To me, this seems like an extremely dishonest practice, (not to mention a horrible way to treat paying customers). Some insurers, like Blue Cross have become notorious for pulling this sort of “bait and switch”. That insurer likes to find “loopholes” that will enable it to change its mind about covering something. For example, they like to approve of coverage for a cancer treatment, and then later, insist that they will not cover it because the treatment was “experimental”.

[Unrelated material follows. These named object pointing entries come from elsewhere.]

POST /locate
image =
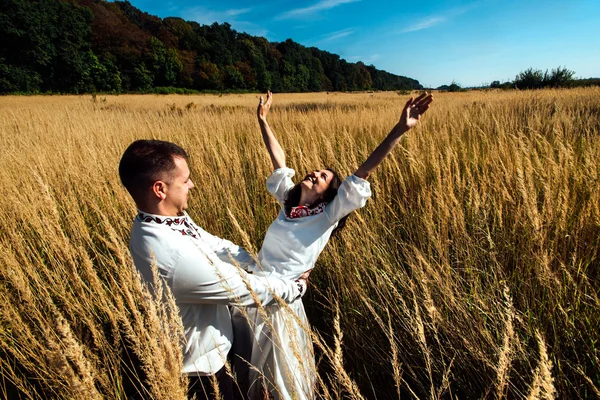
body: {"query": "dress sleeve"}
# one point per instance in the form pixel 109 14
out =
pixel 280 183
pixel 352 194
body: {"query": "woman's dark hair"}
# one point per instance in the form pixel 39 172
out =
pixel 293 197
pixel 144 162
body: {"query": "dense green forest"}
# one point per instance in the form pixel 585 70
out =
pixel 83 46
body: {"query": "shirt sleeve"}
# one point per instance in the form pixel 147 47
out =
pixel 280 183
pixel 352 194
pixel 197 280
pixel 225 250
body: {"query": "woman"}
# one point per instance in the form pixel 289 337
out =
pixel 282 357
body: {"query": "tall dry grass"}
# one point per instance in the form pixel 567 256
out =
pixel 471 273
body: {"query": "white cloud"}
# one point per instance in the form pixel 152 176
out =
pixel 438 19
pixel 206 17
pixel 336 35
pixel 366 60
pixel 307 11
pixel 329 37
pixel 424 24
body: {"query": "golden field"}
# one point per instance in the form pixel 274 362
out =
pixel 473 272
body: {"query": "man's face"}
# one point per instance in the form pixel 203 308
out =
pixel 178 184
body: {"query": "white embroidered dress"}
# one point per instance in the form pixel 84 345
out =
pixel 282 351
pixel 195 264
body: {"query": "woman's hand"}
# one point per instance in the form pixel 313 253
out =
pixel 264 107
pixel 411 113
pixel 413 109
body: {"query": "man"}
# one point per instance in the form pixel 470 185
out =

From the consumer’s perspective, a reversal can be shocking. A person discovers that he or she requires surgery, cancer treatment, or a visit to a specialist. In other words, the person needs the type of health care that tends to be very expensive to pay for. The person’s health insurance company initially agrees to cover what the patient needs to receive.

The person then goes and receives the necessary health care from a doctor or hospital. The health care provider sends the bills to the person’s insurer. Suddenly, the insurer decides to reverse their decision about covering the specific form of health care that they originally agreed to cover.

By now, the treatment, surgery, or doctor visit has already happened. In most cases, the health care provider ends up coming to the patient, and expecting the patient to pay for what the insurer suddenly decided not to cover. There is no way for the consumer to have had any idea that this would happen, and therefore, no way to plan for it.

There are only a few things consumers can do to protect themselves from getting stuck with an insurance reversal. You can talk with your doctor, before you have the surgery or treatment, and make sure that it has been approved. There is potential that your doctor has received a promise from the insurer that the treatment would, in fact, be paid for.

Or, you can attempt to push your insurer to cover what it said it would, after a reversal has happened. Keep submitting appeals through their system, until you get a solution that is in your favor. It also doesn’t hurt to get a lawyer involved, to deal with the insurer on your behalf.